Cabinet position in the Philippines

The Secretary of Environment and Natural Resources (Filipino: Kalihim ng Kapaligiran at Likas na Yaman) is the head of the Department of Environment and Natural Resources of the Philippines.

== Functions ==
The following are the functions of a secretary:

- Advise the president on matters under a department's jurisdiction;
- Establish the policies and standards for a department's operation;
- Promulgate rules and regulations;
- Promulgate administrative issuances;
- Exercise disciplinary powers over officers and employees under a secretary;
- Appoint officers and employees in a department;
- Exercise jurisdiction over a department's bureaus, offices, agencies, and corporations;
- Delegate authority to officers and employees;
- Perform other functions provided by law.

==List==
=== Secretary of Agriculture and Natural Resources (1917–1933) ===

| Portrait | Name (Birth–Death) | Took office | Left office | Governor-General |
|  | Galicano Apacible (1864–1949) | January 11, 1917 | October 31, 1921 | Francis Burton Harrison |
Charles Yeater
Leonard Wood
|  | Rafael Corpus (1880–1960) | November 2, 1921 | July 17, 1923 |
|  | Silverio Apostol Acting | July 18, 1923 | September 6, 1928 |
Eugene Allen Gilmore
Henry L. Stimson
|  | Rafael Alunan Sr. (1885–1947) | September 6, 1928 | January 1, 1933 |
Eugene Allen Gilmore
Dwight F. Davis
George C. Butte
Theodore Roosevelt Jr.

=== Secretary of Agriculture and Natural Resources (1947–1974) ===

| Portrait | Name (Birth–Death) | Took office | Left office | President |
|  | Mariano Garchitorena (1898–1961) | July 1, 1947 | September 1, 1948 | Manuel Roxas |
Elpidio Quirino
|  | Placido Mapa | September 21, 1948 | September 14, 1950 |
|  | Fernando Lopez (1904–1993) | September 14, 1950 | May 26, 1953 |
|  | Placido Mapa Acting | May 26, 1953 | December 29, 1953 |
|  | Salvador Araneta (1902–1982) | March 10, 1954 | August 13, 1955 | Ramon Magsaysay |
|  | Juan Rodriguez | August 18, 1955 | March 3, 1960 |
Carlos P. Garcia
|  | Cesar Fortich | March 3, 1960 | September 15, 1961 |
|  | Jose Locsin (1891–1977) Acting | September 15, 1961 | December 30, 1961 |
|  | Benjamin Gozon | 1962 | 1963 | Diosdado Macapagal |
|  | Jose Feliciano | September 16, 1963 | 1965 |
|  | Fernando Lopez (1904–1993) | December 30, 1965 | January 15, 1971 | Ferdinand Marcos |
|  | Arturo Tanco Jr. | January 15, 1971 | May 17, 1974 |

=== Secretary of Natural Resources (1974–1978) ===
President Ferdinand Marcos issued Presidential Decree No. 461 on May 17, 1974, creating the Department of Natural Resources from the Department of Agriculture and Natural Resources.

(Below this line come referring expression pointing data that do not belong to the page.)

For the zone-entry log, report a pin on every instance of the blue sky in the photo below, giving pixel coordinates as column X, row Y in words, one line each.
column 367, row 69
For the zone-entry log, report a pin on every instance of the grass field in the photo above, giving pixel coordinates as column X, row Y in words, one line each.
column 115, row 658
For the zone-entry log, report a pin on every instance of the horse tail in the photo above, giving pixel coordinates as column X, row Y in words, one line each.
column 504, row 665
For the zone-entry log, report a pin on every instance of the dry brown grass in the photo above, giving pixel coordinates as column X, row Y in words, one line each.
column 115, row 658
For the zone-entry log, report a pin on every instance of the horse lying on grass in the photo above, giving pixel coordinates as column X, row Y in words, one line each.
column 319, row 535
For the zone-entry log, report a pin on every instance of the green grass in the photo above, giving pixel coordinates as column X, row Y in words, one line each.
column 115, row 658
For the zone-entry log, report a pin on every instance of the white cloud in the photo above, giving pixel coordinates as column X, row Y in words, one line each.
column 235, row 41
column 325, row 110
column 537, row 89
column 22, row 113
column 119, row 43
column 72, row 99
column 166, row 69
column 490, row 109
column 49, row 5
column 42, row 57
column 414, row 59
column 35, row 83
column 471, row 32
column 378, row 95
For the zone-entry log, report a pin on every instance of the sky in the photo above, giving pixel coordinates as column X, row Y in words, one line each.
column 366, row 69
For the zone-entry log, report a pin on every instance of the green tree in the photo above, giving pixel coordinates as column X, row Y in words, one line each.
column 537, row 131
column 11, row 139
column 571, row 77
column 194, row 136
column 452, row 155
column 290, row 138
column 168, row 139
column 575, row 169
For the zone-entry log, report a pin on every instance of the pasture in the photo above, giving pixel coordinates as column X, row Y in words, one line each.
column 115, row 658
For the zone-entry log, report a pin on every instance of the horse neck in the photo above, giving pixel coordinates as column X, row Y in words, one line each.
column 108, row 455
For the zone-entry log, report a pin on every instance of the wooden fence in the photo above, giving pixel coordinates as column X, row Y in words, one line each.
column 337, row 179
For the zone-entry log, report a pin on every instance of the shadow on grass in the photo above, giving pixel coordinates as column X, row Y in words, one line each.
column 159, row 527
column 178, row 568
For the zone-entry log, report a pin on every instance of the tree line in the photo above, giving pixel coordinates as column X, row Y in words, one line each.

| Portrait | Name (Birth–Death) | Took office | Left office | President |
|---|---|---|---|---|
|  | Jose Leido Jr. | May 17, 1974 | June 2, 1978 | Ferdinand Marcos |

=== Minister of Natural Resources (1978–1987) ===
President Ferdinand Marcos issued Presidential Decree No. 1397 on June 2, 1978, converting all departments into ministries headed by ministers.

| Portrait | Name (Birth–Death) | Took office | Left office | President |
|  | Jose Leido Jr. | June 2, 1978 | July 26, 1981 | Ferdinand Marcos |
|  | Teodoro Peña | July 27, 1981 | June 30, 1984 |
|  | Rodolfo del Rosario | July 18, 1984 | February 25, 1986 |
|  | Ernesto Maceda (1935–2016) | February 25, 1986 | December 1, 1986 | Corazon Aquino |
|  | Carlos Dominguez III (born 1945) | December 2, 1986 | January 30, 1987 |

=== Minister of Environment, Energy and Natural Resources (1987) ===
President Corazon Aquino issued Executive Order No. 131 on January 30, 1987, renaming the Ministry of Natural Resources as the Ministry of Environment, Energy, and Natural Resources.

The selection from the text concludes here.